Monday, December 16, 2013

Pakistani Shi'ite cleric shot dead in reprisal attack

A prominent Pakistani Shi'ite Muslim cleric has been shot dead in an apparent reprisal attack following the murder this month of a Sunni Muslim leader, police said on Monday.
Sectarian violence has been on the rise in Pakistan, adding to the list of concerns for Prime Minister Nawaz Sharif at a time when security forces are already stretched fighting an escalating Taliban insurgency in the northwest of the country.Allama Nasir Abbas, leader of Tehreek Nifaz Fiqah-e-Jafaria, a banned Shi'ite organisation, was shot by unknown gunmen on a motorbike as he drove home after addressing a religious gathering in the city of Lahore on Sunday evening."It's a targeted attack. The gunmen shot him from close range when he was driving home along with his driver and a friend," Lahore police chief Chaudhry Shafeeq told Reuters.

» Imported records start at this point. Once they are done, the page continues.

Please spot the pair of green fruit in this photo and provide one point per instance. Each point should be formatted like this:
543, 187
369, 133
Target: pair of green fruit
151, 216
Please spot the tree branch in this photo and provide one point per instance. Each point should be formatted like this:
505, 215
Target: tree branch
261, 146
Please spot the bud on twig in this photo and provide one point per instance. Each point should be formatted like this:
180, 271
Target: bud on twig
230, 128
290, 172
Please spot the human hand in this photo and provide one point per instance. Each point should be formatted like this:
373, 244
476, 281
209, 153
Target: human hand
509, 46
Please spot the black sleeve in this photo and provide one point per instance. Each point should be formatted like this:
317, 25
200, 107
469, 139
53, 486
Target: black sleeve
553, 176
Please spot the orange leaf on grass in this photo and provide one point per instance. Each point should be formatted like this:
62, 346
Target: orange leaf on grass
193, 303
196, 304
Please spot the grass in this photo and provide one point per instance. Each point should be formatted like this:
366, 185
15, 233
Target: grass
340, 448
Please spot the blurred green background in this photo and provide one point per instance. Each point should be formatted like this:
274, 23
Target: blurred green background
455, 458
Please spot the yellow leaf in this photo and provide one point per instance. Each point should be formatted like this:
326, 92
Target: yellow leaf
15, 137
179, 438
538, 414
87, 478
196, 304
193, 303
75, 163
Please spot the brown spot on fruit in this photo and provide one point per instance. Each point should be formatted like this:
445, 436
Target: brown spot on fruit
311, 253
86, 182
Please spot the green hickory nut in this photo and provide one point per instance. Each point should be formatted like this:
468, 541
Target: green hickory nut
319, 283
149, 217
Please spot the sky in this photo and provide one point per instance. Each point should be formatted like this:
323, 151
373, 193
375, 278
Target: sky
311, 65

"Abbas died on the way to hospital. His driver and friend were unhurt."
On December 6, Maulana Shamsur Rehman, the Punjab province leader of Ahle Sunnat Wal Jamaat, a Sunni organisation, was shot dead as he left a mosque in Lahore.

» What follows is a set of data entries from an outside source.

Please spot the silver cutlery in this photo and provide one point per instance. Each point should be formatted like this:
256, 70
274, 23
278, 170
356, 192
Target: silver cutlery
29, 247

Shi'ite Muslims make up about 20 percent of Pakistan's 180 million population. More than 800 Shi'ites have been killed in attacks in Pakistan since the beginning of 2012, according to Human Rights Watch. But tit-for-tat sectarian killings are relatively rare in Lahore, the political and cultural capital of Pakistan and Sharif's home town.